Ramborn formalised its focus on environmental protection and impact reduction by achieving B Corp status earlier this year, making it the first cidery in Europe (and third cidery in the world) to do so.

“It allows us to fully evaluate the impact of our business; and give all of our stakeholders the confidence that we are accountable to the highest, most rigorous ethical business standards possible,” Hein says.

The company claims to have helped protect and revive nearly one million square metres of diverse habitat, saved 739,510kg of food waste, and reached a stage where 100 percent of its waste pomace is turned into biogas.

So, how important is its B Corp status and overall approach to sustainability to its success in what is becoming a crowded cider market?

“Personally, I’m convinced that long-term strategies always pay out more than chasing short-term goals,” says Hein, who is no newcomer to the world of sustainability — having set up Luxembourg’s first wind farm in 1996; and the first large-scale solar farm in 2003 through the family business, Becolux.

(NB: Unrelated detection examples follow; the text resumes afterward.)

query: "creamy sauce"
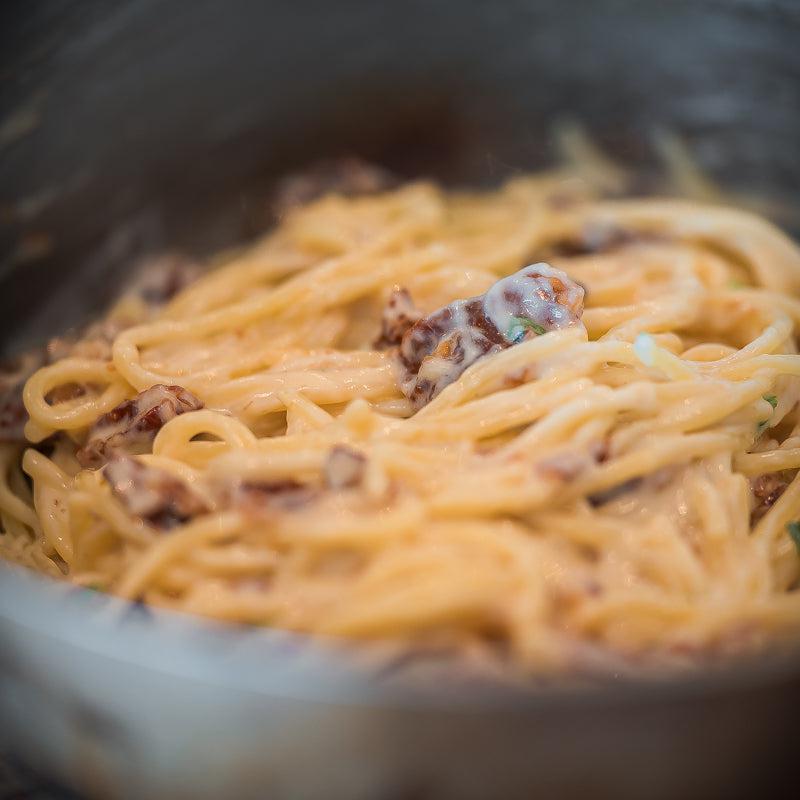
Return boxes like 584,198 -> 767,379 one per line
396,263 -> 584,408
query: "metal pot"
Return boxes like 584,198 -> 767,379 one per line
0,0 -> 800,800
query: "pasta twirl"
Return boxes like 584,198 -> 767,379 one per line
0,170 -> 800,673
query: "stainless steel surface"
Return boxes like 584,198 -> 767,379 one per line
0,0 -> 800,800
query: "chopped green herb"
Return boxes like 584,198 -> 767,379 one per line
506,317 -> 547,344
786,519 -> 800,555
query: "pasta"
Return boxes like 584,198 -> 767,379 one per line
0,158 -> 800,674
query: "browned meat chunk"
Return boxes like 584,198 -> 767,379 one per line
103,456 -> 209,530
272,157 -> 397,217
77,384 -> 203,468
750,470 -> 795,524
375,287 -> 422,350
220,478 -> 317,514
325,444 -> 367,489
390,264 -> 584,409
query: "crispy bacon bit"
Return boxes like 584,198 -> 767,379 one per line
0,349 -> 44,444
750,470 -> 793,524
77,384 -> 203,468
225,478 -> 317,514
375,286 -> 422,350
398,263 -> 583,409
103,455 -> 209,530
324,444 -> 367,489
133,253 -> 201,306
272,157 -> 398,217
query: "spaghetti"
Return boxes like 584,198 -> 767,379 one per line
0,166 -> 800,673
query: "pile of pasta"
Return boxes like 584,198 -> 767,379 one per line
0,161 -> 800,674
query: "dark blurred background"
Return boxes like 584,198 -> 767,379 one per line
0,0 -> 800,354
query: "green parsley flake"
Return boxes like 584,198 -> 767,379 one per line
786,519 -> 800,555
506,317 -> 547,344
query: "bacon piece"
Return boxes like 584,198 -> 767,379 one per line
220,478 -> 317,514
398,263 -> 584,409
375,286 -> 422,350
324,444 -> 367,489
77,384 -> 203,468
103,455 -> 209,530
750,470 -> 793,524
272,157 -> 398,217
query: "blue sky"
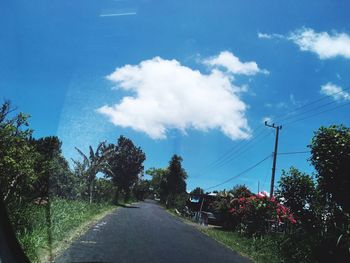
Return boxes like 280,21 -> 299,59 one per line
0,0 -> 350,194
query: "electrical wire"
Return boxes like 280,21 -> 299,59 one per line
204,154 -> 271,191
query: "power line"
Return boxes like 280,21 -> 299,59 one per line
212,133 -> 271,169
204,154 -> 271,191
284,102 -> 350,125
277,151 -> 310,155
275,87 -> 350,122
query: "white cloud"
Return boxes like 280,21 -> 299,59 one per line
258,32 -> 285,39
287,28 -> 350,59
100,12 -> 137,17
258,32 -> 272,39
262,116 -> 272,123
320,82 -> 350,100
203,51 -> 269,75
97,57 -> 251,140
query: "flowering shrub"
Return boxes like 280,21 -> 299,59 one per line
229,193 -> 296,234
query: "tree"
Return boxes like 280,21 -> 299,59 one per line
73,142 -> 110,204
309,125 -> 350,213
190,187 -> 204,196
167,154 -> 187,206
229,184 -> 253,198
132,180 -> 150,201
104,136 -> 146,202
276,167 -> 316,225
30,136 -> 74,199
146,168 -> 168,203
0,101 -> 37,205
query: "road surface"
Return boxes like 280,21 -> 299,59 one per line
55,200 -> 250,263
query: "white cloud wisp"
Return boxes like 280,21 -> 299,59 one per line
258,28 -> 350,59
288,28 -> 350,59
97,57 -> 258,140
203,51 -> 269,75
320,82 -> 350,101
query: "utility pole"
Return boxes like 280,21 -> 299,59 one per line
265,121 -> 282,197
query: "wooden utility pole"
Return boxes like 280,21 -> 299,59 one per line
265,121 -> 282,197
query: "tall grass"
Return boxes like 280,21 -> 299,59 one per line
200,228 -> 283,263
12,198 -> 115,262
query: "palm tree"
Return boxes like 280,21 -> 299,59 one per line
73,142 -> 111,204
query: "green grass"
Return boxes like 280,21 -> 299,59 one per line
199,227 -> 282,263
16,199 -> 116,262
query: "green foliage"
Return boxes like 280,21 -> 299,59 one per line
133,180 -> 150,200
200,228 -> 284,263
190,187 -> 204,196
174,193 -> 188,212
229,185 -> 253,198
166,154 -> 187,207
94,178 -> 117,202
0,102 -> 37,204
146,168 -> 168,203
16,198 -> 113,262
104,136 -> 146,202
309,125 -> 350,213
73,142 -> 111,203
276,167 -> 316,228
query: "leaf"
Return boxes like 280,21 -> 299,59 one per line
337,234 -> 343,246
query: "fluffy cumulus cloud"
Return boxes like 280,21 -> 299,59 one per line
97,52 -> 266,140
289,28 -> 350,59
203,51 -> 268,75
321,82 -> 350,101
258,28 -> 350,59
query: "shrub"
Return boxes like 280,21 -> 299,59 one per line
229,194 -> 296,235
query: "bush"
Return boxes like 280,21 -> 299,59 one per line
229,194 -> 296,235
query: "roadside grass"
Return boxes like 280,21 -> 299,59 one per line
166,209 -> 284,263
16,198 -> 116,262
198,227 -> 282,263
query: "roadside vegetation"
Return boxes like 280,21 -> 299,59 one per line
0,101 -> 149,262
0,102 -> 350,263
167,125 -> 350,262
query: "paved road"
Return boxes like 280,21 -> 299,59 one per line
56,200 -> 250,263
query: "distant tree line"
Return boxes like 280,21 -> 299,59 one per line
146,154 -> 188,208
0,101 -> 149,219
193,125 -> 350,262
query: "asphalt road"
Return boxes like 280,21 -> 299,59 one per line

Next up, Ramborn will launch some unfermented drinks (because fermentation accounts for a large portion of the carbon footprint of production) — a more sustainable way of producing non-alcoholic drinks than going through a fermentation and then a de-alcoholising process, Hein says.

“The momentum is growing, and eventually we will come to a tipping point where businesses like ours are in the majority. In every company’s DNA is the willingness to survive — and using business as a force for good is one big part of the solution to the problems we face.”